Ole Vadum Dahl is what might have been called "a decent person" in a well-renovated Danish novel. His most predominant goal is to help us become responsible people - that's how I perceive him, anyway. To live honestly, truthfully and reflectingly
with ourselves and the people surrounding us.

And this is precisely what makes this book so sympathetic. It's not about becoming a solitary potential rocket with the purpose of raising out into the world to conquer full throttle. It claims that you can only flourish by living in responsible and truthful relations with yourself and other people.
A mental curly tail. That's something I like! Because how much fun is it really to be completely developed, if you end up being developed all by yourself?

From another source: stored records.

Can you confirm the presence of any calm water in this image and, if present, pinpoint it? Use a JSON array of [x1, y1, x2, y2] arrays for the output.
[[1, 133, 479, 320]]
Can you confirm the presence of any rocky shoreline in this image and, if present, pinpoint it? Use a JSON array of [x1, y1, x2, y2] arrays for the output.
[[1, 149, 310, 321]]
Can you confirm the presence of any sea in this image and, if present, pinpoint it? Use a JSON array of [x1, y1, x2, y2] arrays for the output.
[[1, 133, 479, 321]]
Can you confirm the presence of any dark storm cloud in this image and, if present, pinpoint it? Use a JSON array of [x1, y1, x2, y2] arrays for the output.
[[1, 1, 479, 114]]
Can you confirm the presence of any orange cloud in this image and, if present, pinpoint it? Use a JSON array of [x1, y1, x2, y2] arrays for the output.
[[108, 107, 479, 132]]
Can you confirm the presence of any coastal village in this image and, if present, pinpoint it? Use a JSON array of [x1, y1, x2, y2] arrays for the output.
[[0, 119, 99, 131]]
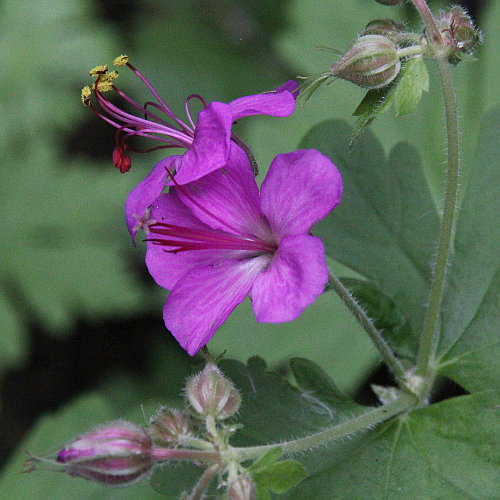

Ole Vadum Dahl is liberating company. He has dumped pompousness and replaced it with humour. He knows very well that he's in no way perfect. That even half a life of self-development work has not turned him into Gandhi. But he acknowledges this! And through this, he himself becomes a strong image of the teachings which he hands out so generously: that we're OK, even if we've got childish automatic reactions, unwavering prejudices and touchy nerves. What makes the difference is whether we dare acknowledge it. If we dare look honestly at ourselves. And then undertake the task.
Reading the book was not just a pleasure during the first hour in which self-knowledge came fluttering along in unexpected rushes just like the pigeons in the City Hall Square in Copenhagen. Several times,my stomach leaps and I wonder how he's able to describe my weakest sides so precisely. And a moment later, I'm relieved. Because Ole does it himself. Generously, in a mercilessly honest way, he dishes out both unflattering and tough experiences from his own life. They've pushed him further on in life. Even though he could've gotten stuck in them. But Ole is a curious man, and I wonder if this curiosity hasn't made him brave in order for him to face the fights necessary to get close to what sounds simple but is damn difficult: To acknowledge who you are.

However, it becomes a bit easier in Ole's company. The book is full of simple and concrete exercises which help us to look behind our immediate emotions, thoughts and actions. It's a simple analysis job. And you can't avoid getting a bonus! Not one exercise is focusing on our insufficiency which may perhaps make us powerless and thus even more stuck. A great warmth evaporates from the sentences of the book, and this ensures that it doesn't hurt when we encounter yet another sore point, it rather motivates you.

Ole can't do magic. He doesn't even pretend that he can. He's a professional craftsman with in-built spirit level, hammer and chisel. It may be necessary to hack off bits of the emotional cicatricial tissue before you reach the point where it's comfortable to be. But the down-to-earth tangibility of the book ensures that the trip isn't scary at all. However, Ole doesn't offer any guarantees. But I do. I guarantee that you're gonna be moved, not in a sentimental way but in a completely concrete way by reading this book.